A gravel driveway is a simple and attractive feature for a rural or country home. Such driveways are often less expensive to build and easier to maintain than poured driveways, especially in areas where weather is more severe. Gravel provides traction in all weather conditions and can prevent vehicles from sinking when applied correctly. The more work done up front to ensure proper installation, the fewer problems you'll have with ruts and bumps.
Measure the driveway area to be covered by length and width, using a tape measure, and multiply these figures to get surface area. Determine how deep you want your gravel; make the depth no more than 3 to 4 inches as more will result in a loss of traction or gravel being flung by tires.
Multiply your depth times your area (easiest to do in inches and convert to yards) so you'll know how much gravel you need. Multiply cubic yards by 1.5 to determine the tonnage of gravel necessary to complete your project.

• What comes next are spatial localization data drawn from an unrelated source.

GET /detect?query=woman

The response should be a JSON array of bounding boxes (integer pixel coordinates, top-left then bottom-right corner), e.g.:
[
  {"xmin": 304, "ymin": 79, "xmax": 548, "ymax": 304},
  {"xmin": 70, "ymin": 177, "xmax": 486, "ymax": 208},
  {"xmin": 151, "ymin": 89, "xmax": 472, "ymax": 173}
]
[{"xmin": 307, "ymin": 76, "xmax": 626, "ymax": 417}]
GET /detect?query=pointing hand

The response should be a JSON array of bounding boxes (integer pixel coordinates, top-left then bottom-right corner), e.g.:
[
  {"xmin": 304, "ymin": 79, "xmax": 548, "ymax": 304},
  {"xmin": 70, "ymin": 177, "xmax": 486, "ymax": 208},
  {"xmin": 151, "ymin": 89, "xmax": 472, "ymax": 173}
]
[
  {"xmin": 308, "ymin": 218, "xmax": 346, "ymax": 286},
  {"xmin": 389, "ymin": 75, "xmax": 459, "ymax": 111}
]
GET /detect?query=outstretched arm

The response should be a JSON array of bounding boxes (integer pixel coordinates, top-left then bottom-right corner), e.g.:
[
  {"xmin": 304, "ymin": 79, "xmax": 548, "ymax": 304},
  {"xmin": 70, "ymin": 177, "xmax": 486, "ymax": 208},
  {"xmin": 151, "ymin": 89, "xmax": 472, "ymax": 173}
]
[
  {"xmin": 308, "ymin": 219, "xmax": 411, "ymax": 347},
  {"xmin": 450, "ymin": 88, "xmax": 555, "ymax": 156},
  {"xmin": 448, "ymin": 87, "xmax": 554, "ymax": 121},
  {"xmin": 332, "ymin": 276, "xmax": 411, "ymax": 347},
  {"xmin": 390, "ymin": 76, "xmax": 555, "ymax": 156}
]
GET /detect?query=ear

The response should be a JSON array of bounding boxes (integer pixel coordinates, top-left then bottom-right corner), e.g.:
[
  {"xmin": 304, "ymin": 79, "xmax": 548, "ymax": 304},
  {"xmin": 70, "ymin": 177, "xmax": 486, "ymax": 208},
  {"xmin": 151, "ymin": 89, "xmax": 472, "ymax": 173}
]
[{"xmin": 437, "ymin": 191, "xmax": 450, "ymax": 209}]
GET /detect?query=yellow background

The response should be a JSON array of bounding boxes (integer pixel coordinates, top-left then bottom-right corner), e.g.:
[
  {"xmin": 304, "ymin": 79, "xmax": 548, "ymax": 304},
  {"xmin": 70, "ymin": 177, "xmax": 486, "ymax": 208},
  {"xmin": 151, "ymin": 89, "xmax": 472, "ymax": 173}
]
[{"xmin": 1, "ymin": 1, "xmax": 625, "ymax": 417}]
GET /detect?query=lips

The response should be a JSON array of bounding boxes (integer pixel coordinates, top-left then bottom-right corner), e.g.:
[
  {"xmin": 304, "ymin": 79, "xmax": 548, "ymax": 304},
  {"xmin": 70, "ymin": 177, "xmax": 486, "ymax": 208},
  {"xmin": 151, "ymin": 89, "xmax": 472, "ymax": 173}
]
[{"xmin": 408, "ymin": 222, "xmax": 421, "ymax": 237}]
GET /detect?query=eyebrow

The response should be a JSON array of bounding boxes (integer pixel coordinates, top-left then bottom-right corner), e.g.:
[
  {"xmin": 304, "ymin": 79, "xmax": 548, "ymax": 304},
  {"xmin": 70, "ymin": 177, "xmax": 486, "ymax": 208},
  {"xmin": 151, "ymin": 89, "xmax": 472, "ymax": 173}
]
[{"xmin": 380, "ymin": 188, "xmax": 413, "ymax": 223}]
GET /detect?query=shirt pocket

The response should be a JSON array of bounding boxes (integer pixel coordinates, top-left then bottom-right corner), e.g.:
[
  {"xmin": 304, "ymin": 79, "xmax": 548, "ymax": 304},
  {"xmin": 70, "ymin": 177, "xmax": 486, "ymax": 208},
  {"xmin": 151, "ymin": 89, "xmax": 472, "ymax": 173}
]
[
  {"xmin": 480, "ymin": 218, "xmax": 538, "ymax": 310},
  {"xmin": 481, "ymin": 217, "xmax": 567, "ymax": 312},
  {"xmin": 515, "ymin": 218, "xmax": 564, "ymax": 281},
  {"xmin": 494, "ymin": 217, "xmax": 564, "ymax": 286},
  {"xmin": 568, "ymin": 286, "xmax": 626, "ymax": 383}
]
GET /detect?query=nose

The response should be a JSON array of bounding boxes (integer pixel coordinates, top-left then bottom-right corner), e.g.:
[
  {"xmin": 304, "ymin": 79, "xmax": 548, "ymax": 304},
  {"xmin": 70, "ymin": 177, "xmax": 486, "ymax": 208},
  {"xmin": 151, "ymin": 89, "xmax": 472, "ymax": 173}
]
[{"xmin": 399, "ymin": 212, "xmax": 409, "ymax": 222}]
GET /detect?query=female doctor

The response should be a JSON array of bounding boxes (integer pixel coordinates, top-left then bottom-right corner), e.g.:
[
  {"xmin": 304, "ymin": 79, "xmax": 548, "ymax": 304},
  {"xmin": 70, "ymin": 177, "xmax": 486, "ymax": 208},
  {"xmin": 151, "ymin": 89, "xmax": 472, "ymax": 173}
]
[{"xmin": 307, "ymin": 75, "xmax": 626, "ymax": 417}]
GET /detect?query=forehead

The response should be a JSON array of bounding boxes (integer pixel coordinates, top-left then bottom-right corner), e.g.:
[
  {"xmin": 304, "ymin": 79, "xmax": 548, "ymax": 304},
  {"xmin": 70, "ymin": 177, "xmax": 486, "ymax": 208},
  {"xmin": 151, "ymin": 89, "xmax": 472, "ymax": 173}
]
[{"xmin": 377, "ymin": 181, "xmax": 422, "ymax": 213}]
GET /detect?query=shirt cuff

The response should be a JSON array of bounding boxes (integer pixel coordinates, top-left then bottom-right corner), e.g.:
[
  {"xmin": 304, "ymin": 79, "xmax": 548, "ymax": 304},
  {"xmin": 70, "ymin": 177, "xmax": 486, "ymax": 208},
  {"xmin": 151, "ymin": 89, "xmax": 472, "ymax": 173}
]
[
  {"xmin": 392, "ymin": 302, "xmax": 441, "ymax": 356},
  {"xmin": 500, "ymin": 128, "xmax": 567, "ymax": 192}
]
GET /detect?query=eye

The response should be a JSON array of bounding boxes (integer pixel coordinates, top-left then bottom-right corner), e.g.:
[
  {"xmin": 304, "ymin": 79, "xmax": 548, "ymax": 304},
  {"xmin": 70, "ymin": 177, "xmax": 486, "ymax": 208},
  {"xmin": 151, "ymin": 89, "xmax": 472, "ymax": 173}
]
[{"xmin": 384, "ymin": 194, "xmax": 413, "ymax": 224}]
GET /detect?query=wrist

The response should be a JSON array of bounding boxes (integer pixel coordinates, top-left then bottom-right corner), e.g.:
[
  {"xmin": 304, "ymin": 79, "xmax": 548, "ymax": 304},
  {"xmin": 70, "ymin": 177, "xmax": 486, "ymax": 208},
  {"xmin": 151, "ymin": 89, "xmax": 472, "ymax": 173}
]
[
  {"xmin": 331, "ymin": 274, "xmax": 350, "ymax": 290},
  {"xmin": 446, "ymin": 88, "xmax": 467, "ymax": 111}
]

Excavate the area for the driveway, using a shovel. Dig down until you have a firm surface that is mostly level. Create a slight bow in the middle of the driveway, called a crown, that slopes gently outward to either side. This will prevent water from accumulating in the middle of your driveway and will promote runoff. Pack soft areas with filler dirt.
Pound your driveway area with the vibrating plate to assure that the dirt is secure. If you don't do this, you risk having a driveway that will sag or rut easily.
Spread the gravel out evenly with a rake and wheelbarrow. Again, pay close attention to creating the crown along the center line of the driveway.